Retour sur la fin de saison 2014 en Moto2. L’ensemble des pilotes du plateau ne jure plus que par un châssis Kalex qu’il faut absolument trouver pour la future campagne 2015. C’est la solution pour espérer jouer un jour le titre mondial dans la catégorie. Les carnets de commande de l’enseigne allemande explose pendant que celui du Suisse Suter, le nom des premières heures de la discipline, reste vide. Après des pneus uniques et un moteur standard imposés par le règlement, voici que les faits installent le monopole de Kalex. Oui mais voilà, depuis le début de l’année, c’est une SpeedUp jusque là anonyme qui mène les débats. De quoi faire passer le revirement technique Kalex de la grille de départ comme un délire collectif. 

Comme quoi, il n’y a guère de vérité absolue. Sans doute l’affirmation de la glorieuse incertitude du sport. C’est bien une SpeedUp, une seule et unique, qui mène les débats actuellement en Moto2, avec un pilote Sam Lowes au style de pilotage enlevé qui le fait passer pour un chien dans un jeu de quilles. Comme Crutchlow, qui n’est pas plus un tendre, c’est un champion du monde de Supersport. Il est arrivé l’an passé dans le milieu et revendique surtout comme bilan pour ses débuts le record du nombre de chutes. 

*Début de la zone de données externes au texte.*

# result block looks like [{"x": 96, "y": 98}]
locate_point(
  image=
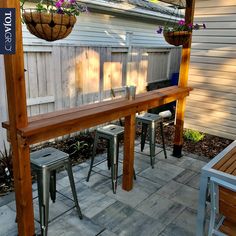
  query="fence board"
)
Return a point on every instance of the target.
[{"x": 58, "y": 77}]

Mais aujourd’hui, tout est différent. L’aîné d’un frère Alex qui officie en Superbike aux côtés de Randy De Puniet sur une Suzuki reste sur ses roues et en haut de la feuille des temps. Sa SpeedUp a changé de suspensions et de visage. Pour le premier Grand Prix de l’année au Qatar, il a confirmé les bonnes dispositions entrevue durant cette intersaison en décrochant, avec tout de même trois dixièmes sd’avance, sa première pole-position. Tout ça, en vue, bien sûr, de rouler vers sa première victoire. Mais Sam Lowes garde la tête froide et sait que rien ne sera facile. Son principal adversaire ? Non, pas Johann Zarco. Mais plutôt le champion du monde en titre Tito Rabat. 

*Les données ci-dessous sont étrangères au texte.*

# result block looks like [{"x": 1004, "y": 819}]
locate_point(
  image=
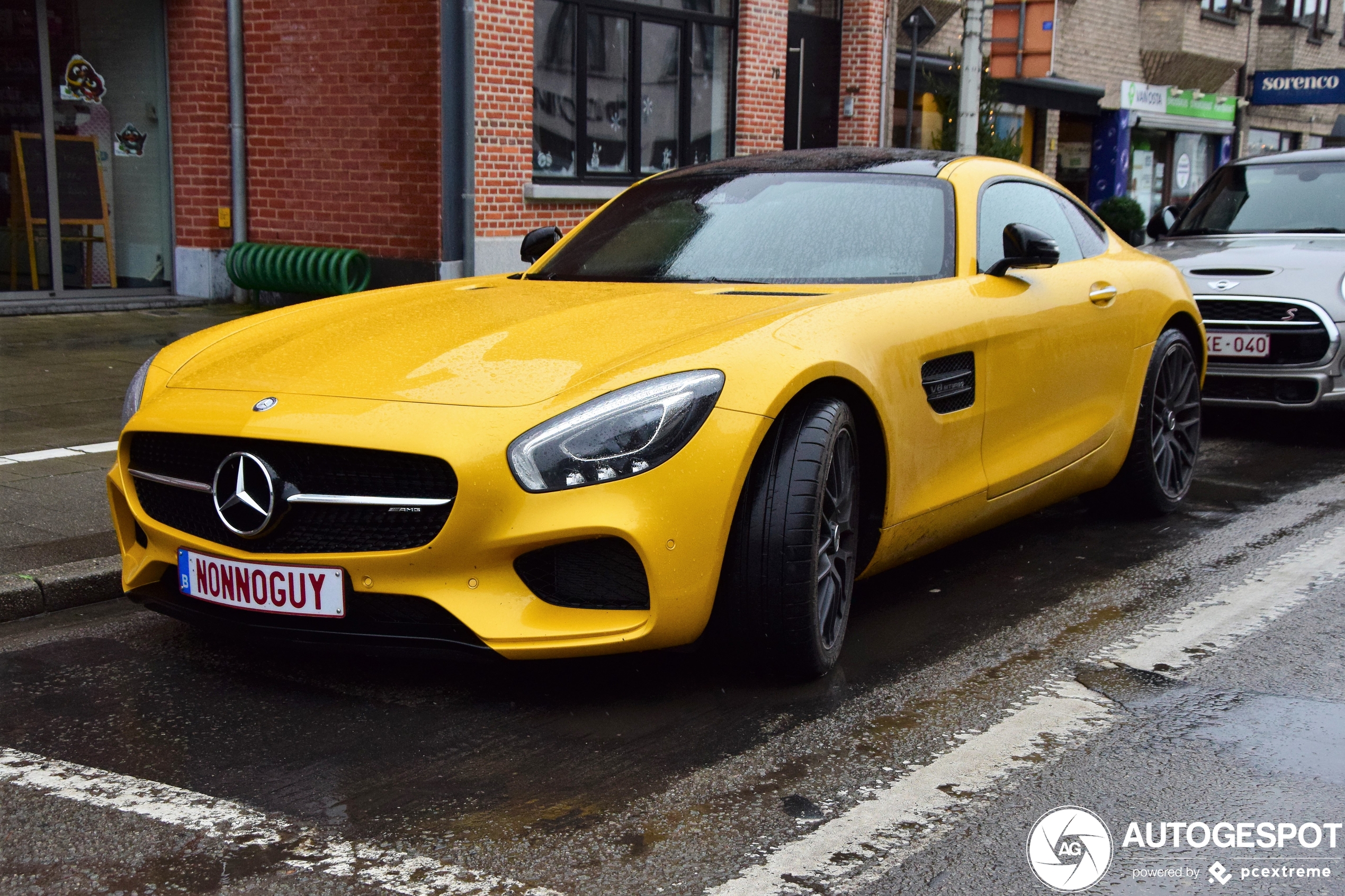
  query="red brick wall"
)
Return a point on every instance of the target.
[
  {"x": 861, "y": 70},
  {"x": 505, "y": 125},
  {"x": 343, "y": 123},
  {"x": 763, "y": 49},
  {"x": 198, "y": 78}
]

« Rabat est l’homme qui a toujours été le plus fort en fin de course » commente ainsi l’Anglais. « Je ne suis pas stupide. Si vous vous rappelez des courses de l’an dernier, c’était son point fort. Je vais rouler avec lui et l’observer pour comprendre où nous en sommes. A partir de là, j’aviserai. Les six ou sept premiers tours seront importants, car beaucoup de pilotes seront dans le rythme. Si je prends un bon départ et que j’arrive à prendre mon rythme en me portant en tête, alors le podium sera envisageable. Je ne m’imagine pas prendre la poudre d’escampette car les autres sont très rapides. Mais j’ai un bon rythme alors la victoire est aussi l’objectif. On peut voir les choses de deux manières différentes : je ne sais pas quoi attendre de mes adversaires, mais ces dernièrs ne savent pas quoi attendre de moi. » 

Et c’est vrai qu’un Sam Lowes a ce niveau ne s’est encore jamais vu. Alors, le secret ? « L’an dernier, les chronos n’étaient pas mauvais en soi, mais j’avais moins d’informations sur les pneus, la moto, et je n’avais pas autant de confiance qu’aujourd’hui. Tout s’est mis en place progressivement et maintenant je roule avec plus d’aisance. Je comprends mieux la moto. » Plus qu’une Kalex, il faut donc une bonne tête pour réussir en Moto2.